Penanganan Densus 88 terhadap pelaku teror saat ini terlihat ada perubahan besar.

REPUBLIKA. CO. ID,   JAKARTA — Pengamat kepolisian Dr Edi Saputra Hasibuan mengatakan penangkapan para-para pelaku terorisme oleh Detasemen Istimewa (Densus) 88 Anti Teror Polri kini lebih menggunakan sikap humanis dan tidak dilakukan secara terbuka. “Penanganan Densus 88 terhadap karakter teror kini terlihat ada modifikasi besar. Kita melihat setiap penegakan hukum terhadap pelaku teror kini lebih mengedepankan tindakan yang humanis dan menghindari penegakan hukum terkuak, ” katanya di Jakarta, Minggu (13/12).

Mantan bagian Komisi Kepolisian Nasional (Kompolnas) tersebut mengatakan penegakan hukum terbuka selama ini banyak dikritisi masyarakat sebab cenderung kurang menjunjung tinggi hak azasi manusia (HAM).

Dalam keterangan tertulisnya, Edi mengapresiasi kinerja Densus 88 Anti Teror Polri yang kini dipimpin Irjan Pol Martinus Hukom karena melakukan penegakan hukum dengan jalan lebih humanis.

Pada 10 Desember 2020, Densus 88 Anti Teror Polri menangkap Zulkarnain, pelaku teror pada bom Bali I tahun 2002. Buronan selama 18 tahun ini ditangkap tanpa perlawanan di Kabupaten Lampung Timur. Dia merupakan salah satu tokoh yang bertanggung jawab akan tragedi bom Bali I.

Tersangka ini diduga juga terkebat aksi teror di Kabupaten Poso, Sulawesi Tengah dan Ambon.
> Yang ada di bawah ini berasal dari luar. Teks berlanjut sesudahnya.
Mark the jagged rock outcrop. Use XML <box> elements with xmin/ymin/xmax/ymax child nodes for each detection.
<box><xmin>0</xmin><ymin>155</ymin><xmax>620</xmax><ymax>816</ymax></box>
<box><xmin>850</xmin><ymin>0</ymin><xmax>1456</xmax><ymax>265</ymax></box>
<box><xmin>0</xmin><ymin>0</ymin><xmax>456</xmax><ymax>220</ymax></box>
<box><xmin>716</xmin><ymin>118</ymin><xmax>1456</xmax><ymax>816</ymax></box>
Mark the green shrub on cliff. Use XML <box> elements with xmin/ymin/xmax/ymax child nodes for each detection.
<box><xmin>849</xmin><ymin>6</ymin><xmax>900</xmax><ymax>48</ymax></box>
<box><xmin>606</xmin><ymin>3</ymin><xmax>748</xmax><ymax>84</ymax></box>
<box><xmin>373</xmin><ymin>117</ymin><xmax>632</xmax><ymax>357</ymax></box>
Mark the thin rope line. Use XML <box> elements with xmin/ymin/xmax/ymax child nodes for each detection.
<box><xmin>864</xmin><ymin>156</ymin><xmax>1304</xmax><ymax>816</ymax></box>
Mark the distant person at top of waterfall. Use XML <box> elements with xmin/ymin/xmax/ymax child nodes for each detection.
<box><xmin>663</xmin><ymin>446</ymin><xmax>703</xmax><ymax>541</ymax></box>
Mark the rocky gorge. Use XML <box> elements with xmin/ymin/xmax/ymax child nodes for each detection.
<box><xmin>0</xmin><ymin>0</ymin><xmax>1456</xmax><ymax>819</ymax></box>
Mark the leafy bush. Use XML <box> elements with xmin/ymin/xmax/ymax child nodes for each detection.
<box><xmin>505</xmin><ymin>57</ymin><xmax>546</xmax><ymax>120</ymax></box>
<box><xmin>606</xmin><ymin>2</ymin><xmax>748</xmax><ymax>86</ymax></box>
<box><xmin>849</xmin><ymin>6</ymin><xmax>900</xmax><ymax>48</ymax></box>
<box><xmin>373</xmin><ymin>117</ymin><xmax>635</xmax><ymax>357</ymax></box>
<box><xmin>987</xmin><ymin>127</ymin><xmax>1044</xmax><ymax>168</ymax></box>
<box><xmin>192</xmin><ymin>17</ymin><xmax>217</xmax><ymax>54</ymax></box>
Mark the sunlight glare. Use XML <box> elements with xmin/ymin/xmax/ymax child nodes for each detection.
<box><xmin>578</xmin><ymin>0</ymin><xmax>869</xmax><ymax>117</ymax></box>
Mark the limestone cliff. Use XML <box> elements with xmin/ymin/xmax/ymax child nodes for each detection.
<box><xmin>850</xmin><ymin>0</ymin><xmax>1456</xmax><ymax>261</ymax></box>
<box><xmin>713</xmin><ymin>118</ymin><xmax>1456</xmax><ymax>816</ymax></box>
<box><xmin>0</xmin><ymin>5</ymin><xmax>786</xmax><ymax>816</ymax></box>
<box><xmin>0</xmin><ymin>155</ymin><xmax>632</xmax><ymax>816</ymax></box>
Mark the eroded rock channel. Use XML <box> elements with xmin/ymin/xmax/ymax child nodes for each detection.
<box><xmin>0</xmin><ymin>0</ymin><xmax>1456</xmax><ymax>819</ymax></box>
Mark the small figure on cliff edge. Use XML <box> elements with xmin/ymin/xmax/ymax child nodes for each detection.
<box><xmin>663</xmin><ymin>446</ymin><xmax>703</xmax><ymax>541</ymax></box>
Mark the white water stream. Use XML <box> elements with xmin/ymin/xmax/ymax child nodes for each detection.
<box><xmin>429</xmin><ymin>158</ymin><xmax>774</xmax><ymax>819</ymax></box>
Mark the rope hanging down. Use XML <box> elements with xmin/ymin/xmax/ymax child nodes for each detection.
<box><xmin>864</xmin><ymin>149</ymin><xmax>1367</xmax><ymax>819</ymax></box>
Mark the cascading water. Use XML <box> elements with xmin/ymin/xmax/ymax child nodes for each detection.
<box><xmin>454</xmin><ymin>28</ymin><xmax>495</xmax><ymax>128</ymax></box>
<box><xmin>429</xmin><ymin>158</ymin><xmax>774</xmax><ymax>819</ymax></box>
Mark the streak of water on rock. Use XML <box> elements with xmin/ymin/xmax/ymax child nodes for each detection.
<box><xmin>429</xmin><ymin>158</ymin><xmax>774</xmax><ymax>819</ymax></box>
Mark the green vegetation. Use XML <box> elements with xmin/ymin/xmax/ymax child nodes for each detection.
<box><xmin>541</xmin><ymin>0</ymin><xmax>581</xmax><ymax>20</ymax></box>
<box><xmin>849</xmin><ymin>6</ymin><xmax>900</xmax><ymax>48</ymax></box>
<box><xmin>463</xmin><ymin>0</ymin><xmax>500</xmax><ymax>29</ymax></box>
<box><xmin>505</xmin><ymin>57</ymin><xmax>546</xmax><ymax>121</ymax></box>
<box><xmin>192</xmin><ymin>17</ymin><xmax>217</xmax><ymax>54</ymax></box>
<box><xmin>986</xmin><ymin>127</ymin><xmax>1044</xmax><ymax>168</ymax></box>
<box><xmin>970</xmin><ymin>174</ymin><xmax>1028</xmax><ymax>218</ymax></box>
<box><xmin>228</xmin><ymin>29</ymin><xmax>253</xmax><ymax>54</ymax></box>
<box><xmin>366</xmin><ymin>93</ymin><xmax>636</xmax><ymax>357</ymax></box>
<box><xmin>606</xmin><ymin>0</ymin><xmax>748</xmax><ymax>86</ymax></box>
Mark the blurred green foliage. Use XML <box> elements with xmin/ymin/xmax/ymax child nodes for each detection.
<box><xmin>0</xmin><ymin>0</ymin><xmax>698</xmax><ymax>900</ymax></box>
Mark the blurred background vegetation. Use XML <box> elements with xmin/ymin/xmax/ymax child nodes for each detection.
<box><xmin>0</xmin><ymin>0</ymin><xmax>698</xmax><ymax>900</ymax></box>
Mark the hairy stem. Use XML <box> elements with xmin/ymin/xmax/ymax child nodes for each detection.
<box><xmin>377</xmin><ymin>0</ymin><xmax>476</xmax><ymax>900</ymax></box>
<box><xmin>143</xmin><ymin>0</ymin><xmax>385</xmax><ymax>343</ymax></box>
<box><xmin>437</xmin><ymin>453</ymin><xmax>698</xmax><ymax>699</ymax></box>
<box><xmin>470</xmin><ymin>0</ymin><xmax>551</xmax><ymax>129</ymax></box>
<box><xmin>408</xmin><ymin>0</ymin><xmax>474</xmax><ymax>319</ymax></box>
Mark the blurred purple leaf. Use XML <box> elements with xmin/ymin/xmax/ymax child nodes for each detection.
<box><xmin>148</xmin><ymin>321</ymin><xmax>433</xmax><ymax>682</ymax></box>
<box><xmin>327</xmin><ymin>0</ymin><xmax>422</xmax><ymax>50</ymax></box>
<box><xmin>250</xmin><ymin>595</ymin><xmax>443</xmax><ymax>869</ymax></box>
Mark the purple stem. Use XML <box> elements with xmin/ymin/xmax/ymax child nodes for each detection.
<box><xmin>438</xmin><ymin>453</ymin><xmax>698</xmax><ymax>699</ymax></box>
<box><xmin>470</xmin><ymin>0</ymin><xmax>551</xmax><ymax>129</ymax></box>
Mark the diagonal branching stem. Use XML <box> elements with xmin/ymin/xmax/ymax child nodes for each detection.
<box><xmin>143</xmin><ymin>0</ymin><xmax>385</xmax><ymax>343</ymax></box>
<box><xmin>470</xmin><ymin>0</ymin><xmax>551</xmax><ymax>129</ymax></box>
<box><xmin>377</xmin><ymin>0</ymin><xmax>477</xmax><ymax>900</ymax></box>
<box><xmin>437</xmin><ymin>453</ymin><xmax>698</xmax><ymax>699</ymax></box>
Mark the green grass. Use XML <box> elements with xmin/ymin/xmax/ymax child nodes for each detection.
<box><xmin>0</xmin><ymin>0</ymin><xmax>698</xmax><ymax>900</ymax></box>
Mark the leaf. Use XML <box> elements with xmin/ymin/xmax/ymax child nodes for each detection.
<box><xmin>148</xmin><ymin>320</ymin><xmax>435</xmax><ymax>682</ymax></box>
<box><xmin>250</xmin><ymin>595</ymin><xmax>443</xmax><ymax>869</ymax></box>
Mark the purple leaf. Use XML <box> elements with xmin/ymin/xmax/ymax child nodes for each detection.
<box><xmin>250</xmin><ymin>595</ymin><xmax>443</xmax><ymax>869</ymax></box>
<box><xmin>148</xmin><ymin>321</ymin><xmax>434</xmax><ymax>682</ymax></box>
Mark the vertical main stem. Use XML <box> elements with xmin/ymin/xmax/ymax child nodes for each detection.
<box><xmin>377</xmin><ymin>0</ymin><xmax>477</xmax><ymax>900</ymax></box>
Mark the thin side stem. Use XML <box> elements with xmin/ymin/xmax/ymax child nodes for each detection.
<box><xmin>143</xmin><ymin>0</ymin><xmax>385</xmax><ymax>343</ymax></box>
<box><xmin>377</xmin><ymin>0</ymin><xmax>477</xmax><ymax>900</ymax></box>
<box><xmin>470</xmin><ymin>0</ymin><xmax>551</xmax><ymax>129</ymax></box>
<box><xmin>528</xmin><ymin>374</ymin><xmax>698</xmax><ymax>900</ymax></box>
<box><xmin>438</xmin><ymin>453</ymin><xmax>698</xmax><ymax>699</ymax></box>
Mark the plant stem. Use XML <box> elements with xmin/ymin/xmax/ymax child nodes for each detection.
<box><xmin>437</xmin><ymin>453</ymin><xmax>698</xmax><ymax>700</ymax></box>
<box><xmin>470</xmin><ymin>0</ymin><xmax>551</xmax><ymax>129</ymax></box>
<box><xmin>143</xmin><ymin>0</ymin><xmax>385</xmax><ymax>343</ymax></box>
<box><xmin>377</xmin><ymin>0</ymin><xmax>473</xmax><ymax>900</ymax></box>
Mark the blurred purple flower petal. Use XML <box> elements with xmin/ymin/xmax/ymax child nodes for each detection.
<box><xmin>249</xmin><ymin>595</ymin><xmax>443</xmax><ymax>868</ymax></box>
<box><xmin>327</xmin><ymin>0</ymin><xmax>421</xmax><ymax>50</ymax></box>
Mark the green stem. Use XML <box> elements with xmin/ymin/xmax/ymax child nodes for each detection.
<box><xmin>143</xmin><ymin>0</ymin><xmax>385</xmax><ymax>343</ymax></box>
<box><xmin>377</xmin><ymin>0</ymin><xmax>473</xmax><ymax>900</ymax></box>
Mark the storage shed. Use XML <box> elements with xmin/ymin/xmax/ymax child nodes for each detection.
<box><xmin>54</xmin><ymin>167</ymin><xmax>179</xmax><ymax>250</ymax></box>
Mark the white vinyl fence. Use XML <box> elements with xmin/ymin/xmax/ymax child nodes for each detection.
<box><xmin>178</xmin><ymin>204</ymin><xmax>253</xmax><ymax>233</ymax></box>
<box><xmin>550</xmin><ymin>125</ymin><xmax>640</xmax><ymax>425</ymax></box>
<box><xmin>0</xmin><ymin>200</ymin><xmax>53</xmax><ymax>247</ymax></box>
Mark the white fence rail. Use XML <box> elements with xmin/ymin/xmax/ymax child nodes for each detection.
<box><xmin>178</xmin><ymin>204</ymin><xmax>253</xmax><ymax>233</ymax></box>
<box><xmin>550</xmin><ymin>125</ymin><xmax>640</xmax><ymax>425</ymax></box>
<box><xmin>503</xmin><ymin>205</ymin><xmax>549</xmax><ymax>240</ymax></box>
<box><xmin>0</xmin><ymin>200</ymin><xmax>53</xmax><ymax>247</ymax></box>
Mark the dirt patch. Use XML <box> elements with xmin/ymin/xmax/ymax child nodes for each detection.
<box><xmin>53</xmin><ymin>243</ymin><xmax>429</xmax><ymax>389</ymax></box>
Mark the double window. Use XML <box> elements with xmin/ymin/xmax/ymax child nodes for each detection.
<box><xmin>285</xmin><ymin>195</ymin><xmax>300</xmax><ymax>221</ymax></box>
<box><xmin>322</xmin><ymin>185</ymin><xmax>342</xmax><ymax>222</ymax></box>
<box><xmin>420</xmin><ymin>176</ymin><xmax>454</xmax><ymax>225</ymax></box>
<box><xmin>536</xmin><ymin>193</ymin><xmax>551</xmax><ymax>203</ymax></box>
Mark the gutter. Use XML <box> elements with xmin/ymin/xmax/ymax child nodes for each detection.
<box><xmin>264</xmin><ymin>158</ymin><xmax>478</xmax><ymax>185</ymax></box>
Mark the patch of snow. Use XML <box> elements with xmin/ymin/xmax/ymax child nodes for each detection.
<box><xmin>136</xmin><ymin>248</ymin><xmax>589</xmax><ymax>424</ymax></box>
Dia diduga juga menyembunyikan pelaku teror lain, yakni Upi Lawanga dengan telah tertangkap sebelumnya.

Pra menangkap Zulkarnain, Densus 88 Polri juga menangkap Taufik Bulaga alias Upik Lawanga yang telah bersembunyi di Lampung Tengah, lewat proses yang digelar pada 23 November 2020.

Upik Lawanga diduga terlibat serangkaian aksi terorisme Poso pada 2004-2006, dan memiliki keahlian merakit bom. Edi juga mengapresiasi temuan Densus 88 Anti Teror soal kotak amal yang ditaruh di tempat umum menjadi sumber dana terorisme.

“Kotak jasa ini mengatasnamakan untuk bantuan budak yatim dan sumbangan kemanusiaan, ” kata dosen di Universitas Bhayangkara ini.

Dia minta Polri menggandeng tokoh agama untuk mengabulkan penertiban kotak amal yang terbukti disalahgunakan bukan untuk tujuan kemanusiaan.